Le Groupe se réjouit de la libération récente de plus de 13 600 enfants des forces armées et des groupes armés ainsi que du travail de la Coalition mondiale pour la réintégration des enfants soldats. Nous soulignons l’importance des efforts globaux et communautaires de réadaptation et de réinsertion à long terme pour fournir une aide aux enfants et empêcher leur réenrôlement, notamment dans les zones autrefois contrôlées par Daech. Les enfants anciennement associés à ces groupes devraient être traités en premier lieu comme des victimes, conformément à la résolution 2427. La détention des enfants dans les conflits armés ne devrait servir qu’en dernier recours et pour la durée la plus courte possible, dans le plein respect du droit international humanitaire et du droit international des droits de la personne en vigueur. Autrement, elle ne fera qu’engendrer de futurs conflits.
Le Groupe est fermement convaincu que la protection des enfants touchés par les conflits armés doit être au cœur des programmes de prévention, de développement et de maintien de la paix.
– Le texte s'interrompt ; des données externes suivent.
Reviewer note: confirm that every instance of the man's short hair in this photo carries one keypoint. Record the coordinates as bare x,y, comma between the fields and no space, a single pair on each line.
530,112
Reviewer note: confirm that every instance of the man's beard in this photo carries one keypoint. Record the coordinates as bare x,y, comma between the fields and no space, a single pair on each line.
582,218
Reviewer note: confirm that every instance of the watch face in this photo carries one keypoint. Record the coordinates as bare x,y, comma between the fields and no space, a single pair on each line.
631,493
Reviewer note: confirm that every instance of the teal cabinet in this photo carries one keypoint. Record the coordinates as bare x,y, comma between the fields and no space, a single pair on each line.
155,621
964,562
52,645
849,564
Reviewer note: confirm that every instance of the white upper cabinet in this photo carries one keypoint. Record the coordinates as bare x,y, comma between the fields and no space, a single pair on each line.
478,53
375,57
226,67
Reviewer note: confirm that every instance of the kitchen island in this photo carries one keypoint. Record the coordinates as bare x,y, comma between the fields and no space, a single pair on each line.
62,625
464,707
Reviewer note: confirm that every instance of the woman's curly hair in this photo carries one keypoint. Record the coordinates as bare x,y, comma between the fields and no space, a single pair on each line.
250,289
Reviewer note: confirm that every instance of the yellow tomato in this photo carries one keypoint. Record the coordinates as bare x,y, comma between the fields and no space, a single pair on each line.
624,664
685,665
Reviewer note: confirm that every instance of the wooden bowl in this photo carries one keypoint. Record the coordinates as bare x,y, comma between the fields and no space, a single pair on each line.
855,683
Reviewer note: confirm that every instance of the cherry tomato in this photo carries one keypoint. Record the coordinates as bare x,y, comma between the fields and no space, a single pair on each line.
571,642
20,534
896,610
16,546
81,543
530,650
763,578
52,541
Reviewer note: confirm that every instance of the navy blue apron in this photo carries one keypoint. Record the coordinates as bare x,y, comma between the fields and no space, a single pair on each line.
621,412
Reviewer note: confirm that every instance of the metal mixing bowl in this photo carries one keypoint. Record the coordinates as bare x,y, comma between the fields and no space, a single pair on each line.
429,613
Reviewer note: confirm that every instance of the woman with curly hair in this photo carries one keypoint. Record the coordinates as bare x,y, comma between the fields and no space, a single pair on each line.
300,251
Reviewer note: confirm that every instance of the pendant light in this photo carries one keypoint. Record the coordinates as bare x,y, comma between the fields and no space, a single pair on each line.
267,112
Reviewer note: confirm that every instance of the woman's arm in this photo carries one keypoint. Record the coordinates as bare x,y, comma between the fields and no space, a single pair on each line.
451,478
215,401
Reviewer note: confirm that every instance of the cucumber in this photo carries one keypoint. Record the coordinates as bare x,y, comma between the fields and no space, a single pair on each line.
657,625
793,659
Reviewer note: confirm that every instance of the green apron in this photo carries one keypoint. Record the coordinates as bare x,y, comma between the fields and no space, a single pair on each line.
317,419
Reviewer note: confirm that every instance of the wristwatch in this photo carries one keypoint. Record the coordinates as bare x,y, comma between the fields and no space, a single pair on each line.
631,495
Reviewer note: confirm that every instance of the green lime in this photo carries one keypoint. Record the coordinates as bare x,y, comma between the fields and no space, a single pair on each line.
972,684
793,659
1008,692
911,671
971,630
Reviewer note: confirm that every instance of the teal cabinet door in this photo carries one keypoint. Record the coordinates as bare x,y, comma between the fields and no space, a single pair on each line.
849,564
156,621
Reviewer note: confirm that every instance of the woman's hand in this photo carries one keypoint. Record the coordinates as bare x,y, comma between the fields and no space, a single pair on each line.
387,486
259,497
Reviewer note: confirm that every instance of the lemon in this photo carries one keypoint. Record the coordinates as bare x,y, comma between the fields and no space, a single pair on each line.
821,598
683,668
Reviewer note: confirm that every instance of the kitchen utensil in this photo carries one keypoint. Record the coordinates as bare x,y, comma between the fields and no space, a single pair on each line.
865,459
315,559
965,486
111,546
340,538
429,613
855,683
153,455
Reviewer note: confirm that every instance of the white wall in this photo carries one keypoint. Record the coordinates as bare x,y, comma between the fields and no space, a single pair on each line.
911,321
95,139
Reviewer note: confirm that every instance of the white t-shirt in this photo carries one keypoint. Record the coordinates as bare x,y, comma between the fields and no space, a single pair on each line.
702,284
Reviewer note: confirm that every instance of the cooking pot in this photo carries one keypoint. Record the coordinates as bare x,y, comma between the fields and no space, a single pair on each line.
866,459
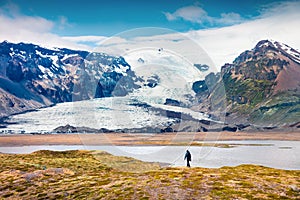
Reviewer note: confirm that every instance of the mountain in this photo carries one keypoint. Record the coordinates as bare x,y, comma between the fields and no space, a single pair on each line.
32,76
261,87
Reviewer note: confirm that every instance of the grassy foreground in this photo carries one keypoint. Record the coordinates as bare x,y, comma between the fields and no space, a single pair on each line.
99,175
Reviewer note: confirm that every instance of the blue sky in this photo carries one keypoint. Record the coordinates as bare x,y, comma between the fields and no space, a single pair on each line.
109,17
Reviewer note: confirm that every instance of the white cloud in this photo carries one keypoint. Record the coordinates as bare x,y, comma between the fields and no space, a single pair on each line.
279,22
16,27
189,13
198,15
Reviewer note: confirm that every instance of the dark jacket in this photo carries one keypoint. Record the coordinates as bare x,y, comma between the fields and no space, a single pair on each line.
188,156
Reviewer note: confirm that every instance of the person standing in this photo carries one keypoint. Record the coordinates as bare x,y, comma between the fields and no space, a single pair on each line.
188,158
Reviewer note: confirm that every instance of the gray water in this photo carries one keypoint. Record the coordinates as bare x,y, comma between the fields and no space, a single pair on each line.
275,154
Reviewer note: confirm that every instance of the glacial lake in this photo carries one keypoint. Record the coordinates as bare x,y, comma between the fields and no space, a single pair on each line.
269,153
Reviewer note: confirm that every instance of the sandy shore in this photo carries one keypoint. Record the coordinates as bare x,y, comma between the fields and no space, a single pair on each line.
141,139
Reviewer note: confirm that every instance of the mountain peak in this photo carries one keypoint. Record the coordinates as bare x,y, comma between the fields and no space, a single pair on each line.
278,47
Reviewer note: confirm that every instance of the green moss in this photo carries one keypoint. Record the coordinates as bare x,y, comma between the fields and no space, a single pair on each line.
95,180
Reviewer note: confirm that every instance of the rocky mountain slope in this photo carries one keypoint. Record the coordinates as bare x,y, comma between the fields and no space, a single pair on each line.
261,86
32,76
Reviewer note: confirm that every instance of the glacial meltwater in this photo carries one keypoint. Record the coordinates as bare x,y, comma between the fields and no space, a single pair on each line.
270,153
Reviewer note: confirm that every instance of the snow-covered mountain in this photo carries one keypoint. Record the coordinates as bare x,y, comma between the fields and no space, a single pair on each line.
262,86
32,76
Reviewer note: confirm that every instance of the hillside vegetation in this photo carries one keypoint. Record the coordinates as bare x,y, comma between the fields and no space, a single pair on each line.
99,175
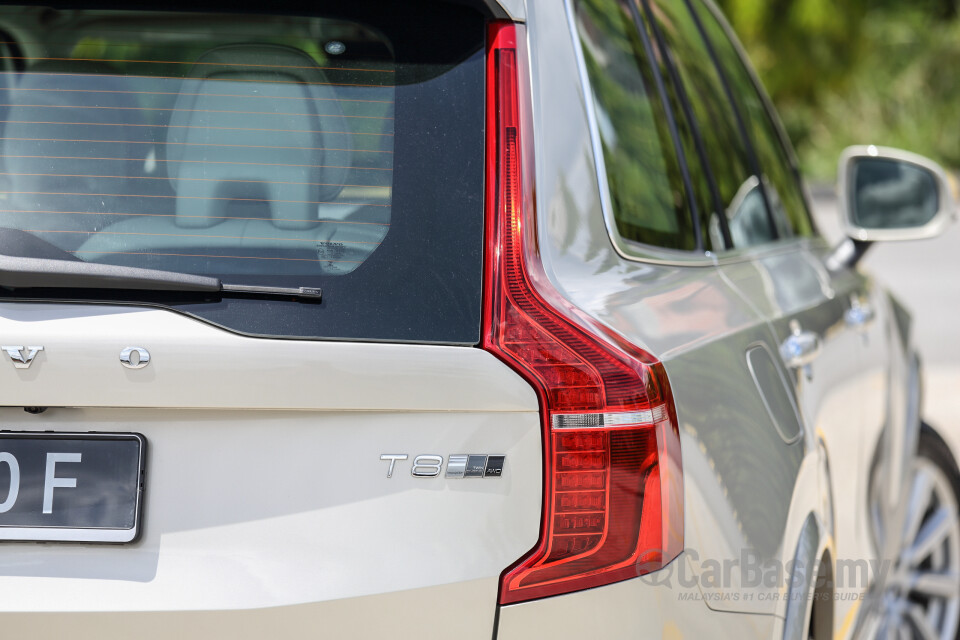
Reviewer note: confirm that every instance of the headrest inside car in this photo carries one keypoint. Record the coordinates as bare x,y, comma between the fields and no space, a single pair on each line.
256,123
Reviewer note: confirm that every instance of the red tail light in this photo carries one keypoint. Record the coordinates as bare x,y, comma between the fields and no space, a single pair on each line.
613,487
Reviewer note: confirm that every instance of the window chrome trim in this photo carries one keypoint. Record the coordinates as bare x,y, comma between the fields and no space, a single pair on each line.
625,248
640,252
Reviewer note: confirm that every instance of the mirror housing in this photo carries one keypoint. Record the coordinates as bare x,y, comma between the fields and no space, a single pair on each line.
891,195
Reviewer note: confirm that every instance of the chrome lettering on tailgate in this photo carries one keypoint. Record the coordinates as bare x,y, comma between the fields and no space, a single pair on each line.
459,465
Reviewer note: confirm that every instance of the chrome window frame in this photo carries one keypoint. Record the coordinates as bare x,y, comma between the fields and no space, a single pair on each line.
652,254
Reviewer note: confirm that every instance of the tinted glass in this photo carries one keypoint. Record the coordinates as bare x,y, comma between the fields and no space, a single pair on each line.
780,178
643,171
725,148
341,151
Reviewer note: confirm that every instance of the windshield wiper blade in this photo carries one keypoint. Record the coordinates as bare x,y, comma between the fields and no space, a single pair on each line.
54,273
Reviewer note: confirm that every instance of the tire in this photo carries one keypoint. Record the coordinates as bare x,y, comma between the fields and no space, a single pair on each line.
921,596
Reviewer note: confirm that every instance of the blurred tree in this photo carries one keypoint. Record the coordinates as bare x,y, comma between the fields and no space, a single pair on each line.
857,71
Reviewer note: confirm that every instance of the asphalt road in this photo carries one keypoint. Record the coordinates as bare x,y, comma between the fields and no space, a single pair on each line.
925,276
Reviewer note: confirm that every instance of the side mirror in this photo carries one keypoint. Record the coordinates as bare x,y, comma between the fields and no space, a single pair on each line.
887,194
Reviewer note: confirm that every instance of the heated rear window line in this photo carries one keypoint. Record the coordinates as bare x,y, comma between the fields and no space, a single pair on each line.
193,126
254,113
215,64
176,215
185,93
203,255
181,179
144,195
258,81
192,235
198,144
262,164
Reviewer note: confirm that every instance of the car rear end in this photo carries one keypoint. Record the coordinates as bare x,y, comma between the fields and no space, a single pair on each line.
431,439
187,464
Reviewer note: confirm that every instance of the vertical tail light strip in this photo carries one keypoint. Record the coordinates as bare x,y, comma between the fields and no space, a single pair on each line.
613,485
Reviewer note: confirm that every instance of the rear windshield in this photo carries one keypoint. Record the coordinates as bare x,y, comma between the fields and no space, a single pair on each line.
342,151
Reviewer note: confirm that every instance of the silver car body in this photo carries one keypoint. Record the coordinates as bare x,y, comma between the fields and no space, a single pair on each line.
269,510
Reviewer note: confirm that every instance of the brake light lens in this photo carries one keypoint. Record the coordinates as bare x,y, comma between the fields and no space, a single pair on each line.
613,486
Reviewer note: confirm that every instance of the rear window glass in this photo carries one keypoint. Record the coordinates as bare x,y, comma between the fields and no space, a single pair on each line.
339,151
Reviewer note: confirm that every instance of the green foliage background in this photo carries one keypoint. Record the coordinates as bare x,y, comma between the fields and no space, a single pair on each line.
845,72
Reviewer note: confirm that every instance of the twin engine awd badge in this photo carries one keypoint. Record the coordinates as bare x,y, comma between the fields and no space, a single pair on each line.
459,465
22,357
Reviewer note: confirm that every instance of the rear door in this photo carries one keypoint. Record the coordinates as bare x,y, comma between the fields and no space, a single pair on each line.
819,310
748,473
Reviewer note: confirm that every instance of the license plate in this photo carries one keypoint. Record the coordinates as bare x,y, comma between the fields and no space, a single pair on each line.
71,487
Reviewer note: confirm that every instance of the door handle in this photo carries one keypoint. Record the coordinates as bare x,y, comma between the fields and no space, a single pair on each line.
801,347
859,316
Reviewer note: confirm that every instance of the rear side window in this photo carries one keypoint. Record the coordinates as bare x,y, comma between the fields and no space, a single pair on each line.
726,149
341,151
780,179
643,171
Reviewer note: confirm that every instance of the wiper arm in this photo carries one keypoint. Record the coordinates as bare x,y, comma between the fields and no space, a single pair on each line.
46,273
Nous applaudissons également le lancement de la campagne « Agir pour protéger » destinée à catalyser l’attention mondiale et les efforts visant à prévenir les six violations graves commises contre les enfants et à y mettre fin. En effet, plusieurs outils pratiques de protection sont à la disposition des États membres, notamment la Déclaration sur la sécurité dans les écoles, les Principes et Engagements de Paris et les Principes de Vancouver. Nous demandons aux États membres de renforcer davantage la protection des enfants dans les conflits armés, notamment en ratifiant le premier Protocole facultatif à la Convention relative aux droits de l’enfant, et d’envisager d’entériner ces engagements.
Le Groupe souligne la contribution des organisations régionales et sous-régionales, comme le reconnaît la résolution 2427, à la prévention des violations graves en renforçant le cadre normatif, en échangeant des pratiques exemplaires, en mobilisant des ressources, en coordonnant l’aide humanitaire, en faisant pression sur les parties belligérantes et en tenant compte des dimensions transnationales du recrutement des enfants. Les Groupes régionaux des amis des ECA peuvent également jouer un rôle utile à cet égard, et nous applaudissons la création récente d’un tel groupe au Mali.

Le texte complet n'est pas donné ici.